Paulo Freire : D’abord, je ne suis pas le seul homme au monde qui travaille hors de son pays. L’Amérique latine est pleine d’étrangers qui ne la respectent presque jamais. Je ne vois pas pourquoi ce serait seulement au Brésil, que je pourrais travailler efficacement. L’important, c’est de savoir si d’un côté, je vais envahir les espaces culturels où j’arrive, ou si, de l’autre côté, je vais m’aliéner dans des élucubrations stériles. Je crois que je ne fais, ni l’un, ni l’autre. Au contraire, j’ai continué à apprendre, au cours de ces 7 années d’exil, justement parce que j’essaie de mener une réflexion critique, non seulement sur mes expériences réalisées au Brésil, en prenant à leur égard une certaine distance, mais aussi sur l’action menée par d’autres dans leur contexte brésilien actuel.

Dans ce sens, les 4 années que j’ai vécues au Chili, l’année à Cambridge (Massachusetts) et les années en Europe ont été et sont encore réellement importantes pour une compréhension plus critique de la réalité de mon pays lui-même. D’autre part, je fais des voyages en Amérique latine, aux États-Unis et en Afrique. Et pas en touriste, croyez-moi.

Peuples du Monde : Que pensez-vous de l’action menée par Helder Camara?

Paulo Freire : Je suis uni à Helder Camara par une amitié fraternelle et une grande admiration pour le témoignage qu’il incarne. Il représente pour moi une introduction à l’Église que j’appelle prophétique. Église utopique, c’est-à-dire dénonciatrice et annonciatrice, parce qu’engagée historiquement, et non faussement neutre. Église qui, par là même, ne parle pas seulement de Pâques mais fait la Pâque. Ceci ne veut pas dire, cependant, que Helder Camara souscrirait à tout ce que je dis, de même que je ne puis pas parler pour lui.

Peuples du Monde : Vos travaux n’ont pas seulement eu des retentissements dans le secteur de l’éducation. Ils ont, dit-on souvent, inspiré de nombreux théologiens. Continuez-vous votre recherche dans cette direction ?
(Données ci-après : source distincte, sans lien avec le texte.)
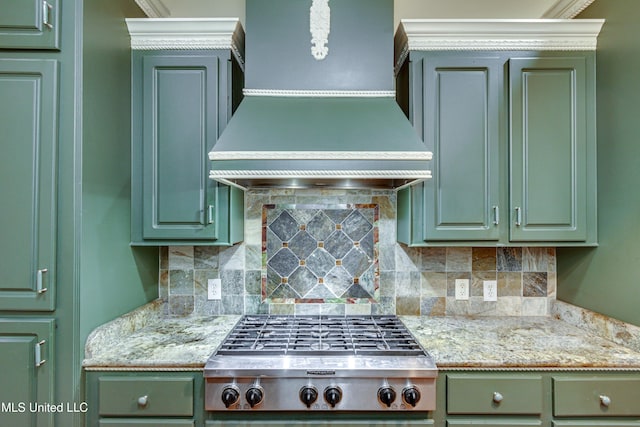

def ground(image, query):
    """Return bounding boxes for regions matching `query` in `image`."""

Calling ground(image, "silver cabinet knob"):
[138,395,149,408]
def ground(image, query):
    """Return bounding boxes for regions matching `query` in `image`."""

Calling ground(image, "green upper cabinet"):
[0,59,58,311]
[0,0,60,49]
[509,55,596,242]
[412,55,502,241]
[128,19,244,245]
[396,20,602,246]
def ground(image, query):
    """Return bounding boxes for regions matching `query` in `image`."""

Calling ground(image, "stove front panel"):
[205,377,436,412]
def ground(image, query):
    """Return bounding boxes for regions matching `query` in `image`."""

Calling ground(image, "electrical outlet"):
[207,279,222,300]
[482,280,498,301]
[456,279,469,300]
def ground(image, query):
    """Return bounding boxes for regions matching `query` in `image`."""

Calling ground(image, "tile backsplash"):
[159,189,556,316]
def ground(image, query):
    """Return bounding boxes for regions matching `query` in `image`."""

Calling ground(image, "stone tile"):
[220,270,244,296]
[420,271,447,298]
[522,273,547,297]
[193,246,219,270]
[396,297,420,316]
[447,272,471,298]
[169,295,194,316]
[421,248,447,272]
[420,297,447,316]
[497,248,522,271]
[446,248,472,272]
[522,248,549,272]
[498,272,522,299]
[169,246,194,270]
[169,270,194,296]
[471,248,497,272]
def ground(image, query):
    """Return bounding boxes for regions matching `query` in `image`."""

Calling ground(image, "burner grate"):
[217,315,424,356]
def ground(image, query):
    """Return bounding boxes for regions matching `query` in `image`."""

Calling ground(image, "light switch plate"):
[456,279,469,300]
[207,279,222,300]
[482,280,498,301]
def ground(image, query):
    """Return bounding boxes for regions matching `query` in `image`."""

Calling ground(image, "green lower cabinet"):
[447,374,543,415]
[553,376,640,417]
[551,420,640,427]
[98,419,196,427]
[205,420,434,427]
[447,418,542,427]
[86,371,204,426]
[0,317,56,427]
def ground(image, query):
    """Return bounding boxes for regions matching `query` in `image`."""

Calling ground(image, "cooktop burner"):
[217,315,424,356]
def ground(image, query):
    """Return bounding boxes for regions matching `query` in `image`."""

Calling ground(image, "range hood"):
[209,0,431,188]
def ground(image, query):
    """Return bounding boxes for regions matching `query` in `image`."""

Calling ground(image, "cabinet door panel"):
[0,0,60,49]
[143,56,218,240]
[509,57,595,241]
[0,318,54,427]
[423,57,502,240]
[0,59,58,311]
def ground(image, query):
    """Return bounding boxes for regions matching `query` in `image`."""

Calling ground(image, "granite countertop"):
[83,302,640,371]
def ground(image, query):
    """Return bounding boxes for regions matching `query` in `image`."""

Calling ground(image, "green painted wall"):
[557,0,640,325]
[80,0,158,350]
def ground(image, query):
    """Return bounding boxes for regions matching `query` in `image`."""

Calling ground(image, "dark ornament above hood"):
[209,0,431,188]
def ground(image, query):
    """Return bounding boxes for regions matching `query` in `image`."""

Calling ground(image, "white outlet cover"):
[207,279,222,300]
[455,279,469,300]
[482,280,498,301]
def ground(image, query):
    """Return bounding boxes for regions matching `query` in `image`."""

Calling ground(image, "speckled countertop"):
[83,303,640,370]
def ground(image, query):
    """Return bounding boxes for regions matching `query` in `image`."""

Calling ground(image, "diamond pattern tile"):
[262,204,379,304]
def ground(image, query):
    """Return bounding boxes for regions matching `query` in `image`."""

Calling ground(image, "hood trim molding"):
[242,89,396,98]
[209,151,432,162]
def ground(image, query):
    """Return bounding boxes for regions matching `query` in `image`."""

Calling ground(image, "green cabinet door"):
[416,56,503,241]
[0,0,60,49]
[509,56,596,242]
[0,59,58,311]
[0,318,55,427]
[132,52,244,245]
[142,55,219,240]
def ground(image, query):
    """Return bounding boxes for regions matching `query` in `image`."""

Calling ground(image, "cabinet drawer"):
[98,419,195,427]
[98,377,193,417]
[553,377,640,417]
[447,374,542,415]
[551,420,640,427]
[447,418,542,427]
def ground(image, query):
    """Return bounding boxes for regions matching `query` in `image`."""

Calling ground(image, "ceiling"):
[135,0,594,26]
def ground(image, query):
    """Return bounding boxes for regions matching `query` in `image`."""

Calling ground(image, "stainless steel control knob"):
[402,386,420,407]
[300,386,318,408]
[324,386,342,408]
[222,386,240,408]
[378,386,396,408]
[244,386,264,408]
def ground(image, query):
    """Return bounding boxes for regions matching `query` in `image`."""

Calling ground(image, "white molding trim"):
[126,18,244,64]
[135,0,171,18]
[209,151,433,161]
[542,0,594,19]
[209,170,431,180]
[242,88,396,98]
[398,19,604,52]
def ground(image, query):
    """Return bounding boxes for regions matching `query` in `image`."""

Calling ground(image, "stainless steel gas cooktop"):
[204,316,437,411]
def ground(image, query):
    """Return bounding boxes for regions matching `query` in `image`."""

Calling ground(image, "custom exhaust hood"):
[209,0,431,188]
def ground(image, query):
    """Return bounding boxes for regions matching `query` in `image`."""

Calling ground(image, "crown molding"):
[542,0,594,19]
[398,19,604,50]
[135,0,171,18]
[126,18,244,68]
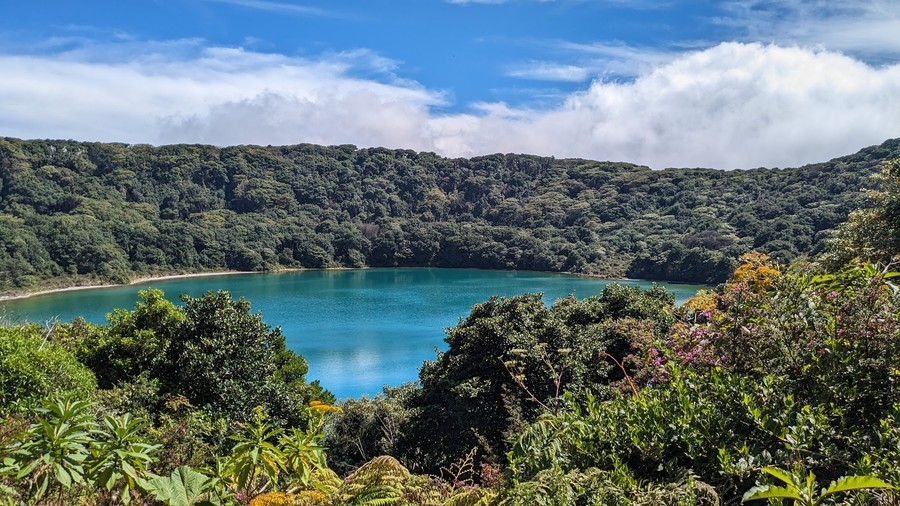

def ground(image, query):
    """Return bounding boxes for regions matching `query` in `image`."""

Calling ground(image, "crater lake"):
[0,268,708,398]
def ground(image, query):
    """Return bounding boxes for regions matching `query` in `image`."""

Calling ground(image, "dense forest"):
[0,151,900,506]
[0,156,900,506]
[0,138,900,293]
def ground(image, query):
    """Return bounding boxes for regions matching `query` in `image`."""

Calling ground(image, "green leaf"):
[143,466,210,506]
[741,485,805,502]
[762,467,800,491]
[822,476,894,497]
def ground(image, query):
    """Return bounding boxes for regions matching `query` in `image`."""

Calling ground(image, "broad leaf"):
[741,485,805,502]
[822,476,894,497]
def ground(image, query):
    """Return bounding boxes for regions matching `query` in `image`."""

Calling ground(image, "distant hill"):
[0,138,900,293]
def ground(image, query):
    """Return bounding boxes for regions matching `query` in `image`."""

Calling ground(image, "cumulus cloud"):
[717,0,900,58]
[0,43,900,168]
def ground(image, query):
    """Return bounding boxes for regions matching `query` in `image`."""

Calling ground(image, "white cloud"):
[506,41,683,82]
[206,0,328,16]
[717,0,900,58]
[0,43,900,168]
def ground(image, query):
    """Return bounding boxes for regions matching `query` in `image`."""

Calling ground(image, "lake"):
[0,268,705,398]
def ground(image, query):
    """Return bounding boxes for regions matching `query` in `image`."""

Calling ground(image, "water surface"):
[0,269,704,398]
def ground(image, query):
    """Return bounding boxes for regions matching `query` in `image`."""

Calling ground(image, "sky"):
[0,0,900,169]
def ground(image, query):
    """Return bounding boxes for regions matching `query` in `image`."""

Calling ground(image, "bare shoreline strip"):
[0,271,256,302]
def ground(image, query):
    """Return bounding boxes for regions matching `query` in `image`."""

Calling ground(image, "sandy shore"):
[0,271,255,302]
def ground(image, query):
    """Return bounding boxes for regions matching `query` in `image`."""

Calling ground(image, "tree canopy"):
[0,138,900,292]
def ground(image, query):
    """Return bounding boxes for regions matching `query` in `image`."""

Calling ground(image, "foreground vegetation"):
[0,138,900,293]
[0,162,900,505]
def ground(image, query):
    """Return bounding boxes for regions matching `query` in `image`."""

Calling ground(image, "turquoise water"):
[0,269,704,398]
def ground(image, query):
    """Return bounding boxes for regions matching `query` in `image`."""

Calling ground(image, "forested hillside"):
[0,138,900,292]
[0,159,900,506]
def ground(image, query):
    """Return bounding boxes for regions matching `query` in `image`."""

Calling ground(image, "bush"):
[0,325,97,414]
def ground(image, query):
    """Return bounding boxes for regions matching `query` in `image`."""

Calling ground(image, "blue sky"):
[0,0,900,168]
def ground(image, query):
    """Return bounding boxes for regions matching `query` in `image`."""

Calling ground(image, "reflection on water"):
[0,269,704,397]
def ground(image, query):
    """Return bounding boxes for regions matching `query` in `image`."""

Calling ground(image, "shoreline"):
[0,266,713,303]
[0,271,256,302]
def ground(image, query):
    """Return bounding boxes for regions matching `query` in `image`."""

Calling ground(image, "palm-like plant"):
[89,413,160,504]
[7,399,96,502]
[224,407,284,500]
[742,467,894,506]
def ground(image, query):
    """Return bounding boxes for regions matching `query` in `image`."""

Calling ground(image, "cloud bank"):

Paulo Freire : Je ne sais pas si j’ai influencé des théologiens. Je sais cependant que la théologie m’intéresse. Que pour moi elle n’est pas un décor, ce qu’elle devient si elle se perd dans des discussions creuses. C’est pourquoi je ne suis pas étranger au travail des théologiens engagés et s’engageant, comme ceux qui aujourd’hui, en Amérique latine, aux États-Unis et en Europe – catholiques ou protestants – se battent pour une théologie politique de la libération.